Huh?

I designated an APPLICATION scoped bean as the startup object - I have the 
startup object get a handle to a stateless bean and invoke a method which 
subsequently creates timer object.

Going back to the start of this thread...I am trying to start an EJB Timer on 
startup of  the application - it doesn't seem like an unreasonable thing to do 
- it's pretty darn simple to start a timer using Spring (via JDK Timers or 
Quartz) or a good-ole-fashioned ServletContextListener, etc.  I hoped that Seam 
would be helpful in this regards since I am already using Seam in this 
application.

So given that "This doesn't really make sense. ", do you have any suggestions 
for starting a Timer process on startup in an EJB3 / Seam application?

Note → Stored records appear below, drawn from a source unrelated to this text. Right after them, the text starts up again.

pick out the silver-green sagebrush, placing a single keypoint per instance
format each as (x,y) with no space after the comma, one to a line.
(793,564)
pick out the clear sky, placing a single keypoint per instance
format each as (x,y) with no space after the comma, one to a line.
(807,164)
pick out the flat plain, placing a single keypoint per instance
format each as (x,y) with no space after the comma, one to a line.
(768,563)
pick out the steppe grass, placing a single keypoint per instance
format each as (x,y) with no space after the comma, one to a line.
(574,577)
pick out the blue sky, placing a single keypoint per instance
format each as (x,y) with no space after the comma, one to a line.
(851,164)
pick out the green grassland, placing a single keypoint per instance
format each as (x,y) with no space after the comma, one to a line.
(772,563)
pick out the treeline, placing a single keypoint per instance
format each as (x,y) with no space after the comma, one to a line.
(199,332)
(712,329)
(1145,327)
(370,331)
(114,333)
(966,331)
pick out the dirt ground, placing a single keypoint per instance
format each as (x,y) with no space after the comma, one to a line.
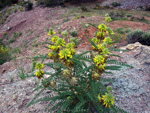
(33,25)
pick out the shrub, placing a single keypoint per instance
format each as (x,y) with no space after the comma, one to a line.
(119,15)
(147,8)
(139,36)
(120,30)
(128,30)
(66,20)
(4,55)
(73,33)
(145,38)
(116,4)
(78,86)
(134,36)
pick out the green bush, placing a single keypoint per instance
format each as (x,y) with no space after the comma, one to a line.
(120,30)
(4,55)
(77,85)
(73,33)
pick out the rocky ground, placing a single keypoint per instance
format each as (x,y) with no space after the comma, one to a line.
(131,85)
(130,4)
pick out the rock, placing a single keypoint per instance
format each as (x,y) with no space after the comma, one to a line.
(6,27)
(131,46)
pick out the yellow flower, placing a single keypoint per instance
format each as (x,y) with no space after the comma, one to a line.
(72,51)
(65,53)
(95,40)
(109,30)
(101,67)
(70,45)
(50,54)
(66,73)
(106,52)
(51,32)
(53,47)
(99,59)
(39,66)
(100,47)
(102,27)
(73,81)
(107,40)
(60,42)
(65,33)
(39,73)
(54,38)
(107,99)
(100,35)
(108,19)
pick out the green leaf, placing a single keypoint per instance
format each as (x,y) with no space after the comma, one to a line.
(115,49)
(37,95)
(78,106)
(112,67)
(115,55)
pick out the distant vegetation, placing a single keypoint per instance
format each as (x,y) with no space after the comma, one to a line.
(4,3)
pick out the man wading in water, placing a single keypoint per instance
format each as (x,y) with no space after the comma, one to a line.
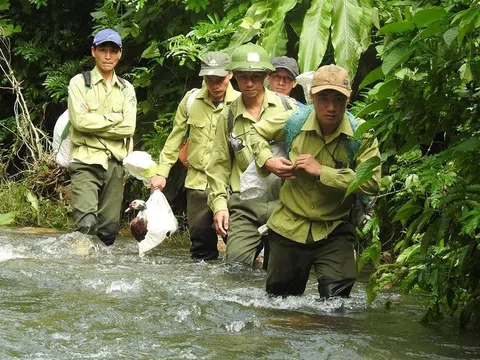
(102,109)
(311,224)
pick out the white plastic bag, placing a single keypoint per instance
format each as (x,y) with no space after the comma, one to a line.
(61,149)
(254,186)
(161,222)
(140,165)
(305,80)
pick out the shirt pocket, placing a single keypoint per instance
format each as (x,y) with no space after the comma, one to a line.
(93,106)
(197,128)
(117,107)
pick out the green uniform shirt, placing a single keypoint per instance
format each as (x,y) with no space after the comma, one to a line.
(307,202)
(202,121)
(222,171)
(102,117)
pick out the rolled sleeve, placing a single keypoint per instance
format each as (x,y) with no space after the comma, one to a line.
(81,118)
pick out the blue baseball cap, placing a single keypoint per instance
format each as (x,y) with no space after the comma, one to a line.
(107,35)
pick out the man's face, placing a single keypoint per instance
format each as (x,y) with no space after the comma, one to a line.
(281,81)
(330,106)
(217,85)
(106,56)
(250,83)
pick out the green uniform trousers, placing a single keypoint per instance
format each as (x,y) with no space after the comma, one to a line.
(333,259)
(203,237)
(97,198)
(244,242)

As an alternative, I can simply put a link or button on page that invokes the 
method which creates the timer - this works fine - I've tested it.  But really 
I would like to be able to achieve the 'startup behavior'.

Thanks,
Brad Smith

PS:  It's interesting you say that:

anonymous wrote : Only stateful objects can be meaningfully "created".

because in this thread 
http://www.jboss.com/index.html?module=bb&op=viewtopic&t=98545&postdays=0&postorder=asc&start=0
everybody seems to insist that a stateless bean must be 'created' - how 
confusing!?!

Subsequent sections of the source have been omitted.